1 min read

NVIDIA’s 47x Faster Jet-Nemotron & Lemonade’s Local LLM Router Boost AI Performance

New AI Models & Releases

GLM-4.6-GGUF Released: The latest version of the GLM model is now available in quantized GGUF formats (1-bit to 4-bit), including 2-bit (135GB) and 4-bit (204GB) versions. Chat template issues have been resolved for compatibility with llama.cpp/llama-cli --jinja.


Liquid AI Releases LFM2-Audio-1.5: A new end-to-end audio foundation model supporting ASR, TTS, and custom vocabulary, optimized for speed. Includes demo, blog, GitHub, and Hugging Face resources.


Jet-Nemotron 2B/4B with 47x Faster Inference: NVlabs’ new models leverage FlashAttention2 and JetBlock for accelerated inference on H100 GPUs. Optimized for high-performance hardware; mobile support pending.


AI Tools & Frameworks

Lemonade: Local OpenRouter for LLM Auto-Configuration: A local LLM server-router that auto-configures high-performance inference engines (e.g., FastFlowLM for AMD NPUs, Metal for macOS). Future plans include app integrations and expanded backend support.

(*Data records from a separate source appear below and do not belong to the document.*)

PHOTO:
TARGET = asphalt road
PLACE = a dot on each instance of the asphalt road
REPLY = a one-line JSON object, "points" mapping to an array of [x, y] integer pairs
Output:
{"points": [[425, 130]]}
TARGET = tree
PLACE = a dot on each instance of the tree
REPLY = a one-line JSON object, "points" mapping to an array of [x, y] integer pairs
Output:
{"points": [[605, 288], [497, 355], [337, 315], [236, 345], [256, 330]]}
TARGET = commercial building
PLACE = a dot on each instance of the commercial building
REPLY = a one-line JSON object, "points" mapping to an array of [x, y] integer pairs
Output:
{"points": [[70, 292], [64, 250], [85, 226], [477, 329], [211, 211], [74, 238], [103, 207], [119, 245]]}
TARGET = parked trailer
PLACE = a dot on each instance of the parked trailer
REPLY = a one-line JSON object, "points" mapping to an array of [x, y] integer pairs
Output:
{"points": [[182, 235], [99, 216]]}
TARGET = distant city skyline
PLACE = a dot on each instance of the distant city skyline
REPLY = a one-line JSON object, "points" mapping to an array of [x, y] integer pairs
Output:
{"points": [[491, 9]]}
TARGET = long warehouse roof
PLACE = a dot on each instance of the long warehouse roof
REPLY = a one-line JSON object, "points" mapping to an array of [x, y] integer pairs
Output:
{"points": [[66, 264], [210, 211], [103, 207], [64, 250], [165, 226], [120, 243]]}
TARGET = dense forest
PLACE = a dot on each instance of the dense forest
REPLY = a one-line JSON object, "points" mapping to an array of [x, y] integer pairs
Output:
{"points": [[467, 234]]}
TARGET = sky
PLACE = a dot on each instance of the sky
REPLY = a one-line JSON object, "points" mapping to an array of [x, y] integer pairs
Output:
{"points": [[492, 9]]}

Claudette Coding Agent (v5 Update): A modified coding agent configuration for free models (e.g., ChatGPT 4.1/5), focused on autonomous debugging, code cleanup, and positive language.


SpeakWithSQL: AI-Powered SQL Generator: A Node.js + Express tool that generates SQL from database metadata and user prompts using the OpenAI API.


AI Industry & Partnerships

Visual Electric Joins Perplexity: The acquisition/partnership hints at enhanced image generation capabilities for Perplexity’s platform.